Berry's cousin Tasheena Mitchell told the newspaper she couldn't wait to have Berry in her arms.
"I'm going to hold her, and I'm going to squeeze her and I probably won't let her go," she said.
Berry's mother, Louwana Miller, who had been hospitalized for months with pancreatitis and other ailments, died in March 2006. She had spent the previous three years looking for her daughter, whose disappearance took a toll as her health steadily deteriorated, family and friends said.
Councilwoman Dona Brady said she had spent many hours with Miller, who never gave up hope that her daughter was alive.
"She literally died of a broken heart," Brady said.
Mayor Frank Jackson expressed gratitude that the three women were found alive. He said there are many unanswered questions in the ongoing investigation.
In January, a prison inmate was sentenced to 4 1/2 years after admitting he provided a false burial tip in the disappearance of Berry. A judge in Cleveland sentenced Robert Wolford on his guilty plea to obstruction of justice, making a false report and making a false alarm.

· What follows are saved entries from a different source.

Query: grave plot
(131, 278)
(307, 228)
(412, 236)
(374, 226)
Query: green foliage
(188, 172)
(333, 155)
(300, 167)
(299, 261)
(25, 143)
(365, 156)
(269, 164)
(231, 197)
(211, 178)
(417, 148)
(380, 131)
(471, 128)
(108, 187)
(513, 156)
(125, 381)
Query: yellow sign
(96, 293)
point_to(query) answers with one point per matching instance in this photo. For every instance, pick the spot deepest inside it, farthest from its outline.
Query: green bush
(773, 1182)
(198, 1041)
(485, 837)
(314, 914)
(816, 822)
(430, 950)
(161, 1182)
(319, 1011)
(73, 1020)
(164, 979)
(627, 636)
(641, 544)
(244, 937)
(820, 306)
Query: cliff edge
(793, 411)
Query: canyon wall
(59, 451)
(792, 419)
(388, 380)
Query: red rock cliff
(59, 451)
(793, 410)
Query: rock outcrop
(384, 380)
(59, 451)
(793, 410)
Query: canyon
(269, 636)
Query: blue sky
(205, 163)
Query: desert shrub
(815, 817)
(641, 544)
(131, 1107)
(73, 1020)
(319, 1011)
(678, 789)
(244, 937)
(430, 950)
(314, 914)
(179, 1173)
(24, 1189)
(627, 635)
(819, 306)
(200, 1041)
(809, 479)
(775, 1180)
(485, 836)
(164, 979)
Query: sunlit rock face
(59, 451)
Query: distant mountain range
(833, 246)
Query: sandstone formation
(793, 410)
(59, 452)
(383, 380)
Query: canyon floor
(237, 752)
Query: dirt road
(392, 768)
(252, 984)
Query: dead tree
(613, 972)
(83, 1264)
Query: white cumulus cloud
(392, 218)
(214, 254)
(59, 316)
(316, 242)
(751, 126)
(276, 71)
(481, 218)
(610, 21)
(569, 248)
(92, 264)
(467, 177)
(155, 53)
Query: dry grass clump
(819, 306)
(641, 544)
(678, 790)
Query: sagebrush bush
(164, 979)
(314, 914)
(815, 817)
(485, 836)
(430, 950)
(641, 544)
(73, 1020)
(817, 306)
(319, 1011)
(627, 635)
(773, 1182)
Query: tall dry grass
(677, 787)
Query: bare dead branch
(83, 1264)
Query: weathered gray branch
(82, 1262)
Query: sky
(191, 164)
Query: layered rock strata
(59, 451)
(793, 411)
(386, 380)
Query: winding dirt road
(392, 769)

Last summer, Wolford tipped authorities to look for Berry's remains in a Cleveland lot. He was taken to the location, which was dug up with backhoes.
Two men arrested for questioning in the disappearance of DeJesus in 2004 were released from the city jail in 2006 after officers didn't find her body during a search of the men's house.
In September 2006, police acting on a tip tore up the concrete floor of the garage and used a cadaver dog to search unsuccessfully for DeJesus' body. Investigators confiscated 19 pieces of evidence during their search but declined to comment on the significance of the items then.
The Associated Press contributed to this report.